I do not have the time to file multiple case reports on each issue. I have deadlines and work to do.  I am sure others are not filing cases for the same reason.  I am grateful for the support I have gotten on this forum.  It has saved me a lot of time. However, Microchip could have done better supporting their ARM products. If they want to use these forums as way to have users provide  the technical support that the vendor  used to provide themselves, then I think it is fair to use these forums to give the feedback on their product.  Maybe it will push Microchip to act. At least we will be providing a reference for others so they will not have to waste their time on the same bugs.

 

I am sure I am not the only one that has found bugs in ASF4. I am hoping that others will add to this list. I see that over 45 people have read this in just a few days. Add your bugs to the list.  If there were just 1 or 2 bugs, maybe it would be worthwhile to file a case report.
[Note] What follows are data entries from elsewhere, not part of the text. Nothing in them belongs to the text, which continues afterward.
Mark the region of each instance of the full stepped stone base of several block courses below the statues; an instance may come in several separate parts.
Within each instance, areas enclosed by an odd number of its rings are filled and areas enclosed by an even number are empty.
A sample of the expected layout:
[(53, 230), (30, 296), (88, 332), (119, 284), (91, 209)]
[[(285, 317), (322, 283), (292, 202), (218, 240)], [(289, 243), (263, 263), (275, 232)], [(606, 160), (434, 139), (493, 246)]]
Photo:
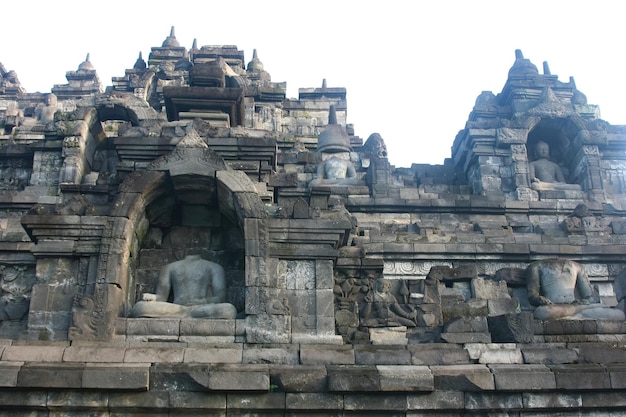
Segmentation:
[(623, 339), (398, 346), (4, 340), (0, 410), (10, 416), (574, 410), (618, 416), (626, 413)]

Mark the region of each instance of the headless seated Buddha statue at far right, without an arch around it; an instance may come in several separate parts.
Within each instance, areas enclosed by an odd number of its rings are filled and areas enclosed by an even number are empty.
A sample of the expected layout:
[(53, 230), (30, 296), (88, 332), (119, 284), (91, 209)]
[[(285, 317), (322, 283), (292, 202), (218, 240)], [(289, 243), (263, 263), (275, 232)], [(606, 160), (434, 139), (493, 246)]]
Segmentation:
[(526, 283), (536, 319), (625, 319), (623, 311), (594, 300), (587, 274), (577, 262), (560, 258), (533, 262), (526, 269)]

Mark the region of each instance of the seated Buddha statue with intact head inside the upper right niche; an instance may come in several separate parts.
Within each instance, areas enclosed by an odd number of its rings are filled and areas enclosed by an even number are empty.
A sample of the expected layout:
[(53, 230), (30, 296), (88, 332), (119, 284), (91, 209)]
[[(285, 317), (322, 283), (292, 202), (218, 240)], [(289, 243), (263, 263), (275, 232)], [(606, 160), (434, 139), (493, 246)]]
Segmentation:
[(535, 145), (535, 160), (528, 164), (531, 188), (534, 190), (580, 190), (578, 184), (567, 184), (561, 167), (550, 161), (550, 145)]

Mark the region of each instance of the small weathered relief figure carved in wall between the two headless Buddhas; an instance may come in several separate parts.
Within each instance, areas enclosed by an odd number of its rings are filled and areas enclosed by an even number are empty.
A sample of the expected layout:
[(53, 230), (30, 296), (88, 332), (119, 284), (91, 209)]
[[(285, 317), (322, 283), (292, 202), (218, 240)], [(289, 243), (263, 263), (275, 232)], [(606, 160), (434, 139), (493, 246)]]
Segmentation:
[(374, 289), (365, 296), (361, 323), (366, 327), (417, 326), (417, 310), (398, 303), (390, 290), (390, 281), (378, 278), (374, 282)]

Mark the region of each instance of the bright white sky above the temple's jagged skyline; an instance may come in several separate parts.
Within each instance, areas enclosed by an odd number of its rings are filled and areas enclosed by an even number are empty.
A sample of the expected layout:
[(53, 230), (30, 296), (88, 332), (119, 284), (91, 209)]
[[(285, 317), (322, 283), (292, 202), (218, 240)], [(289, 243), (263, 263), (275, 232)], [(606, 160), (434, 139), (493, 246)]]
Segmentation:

However, I am not going to spend my time filing case reports because Microchip did not spend the money to test or support their product properly.

 

I am also using an ST Micro ARM chip on a project. I have used their code generation tool and never had to report a bug.  Their tools are better and easier to use.  Their tools provide output reports and pin lists which ASF does not. Their documentation is better. They have Youtube videos that show how to use their drivers in different use cases. Microchip should provide a similar level of support without expecting their users to do all the work of finding their bugs and filing reports.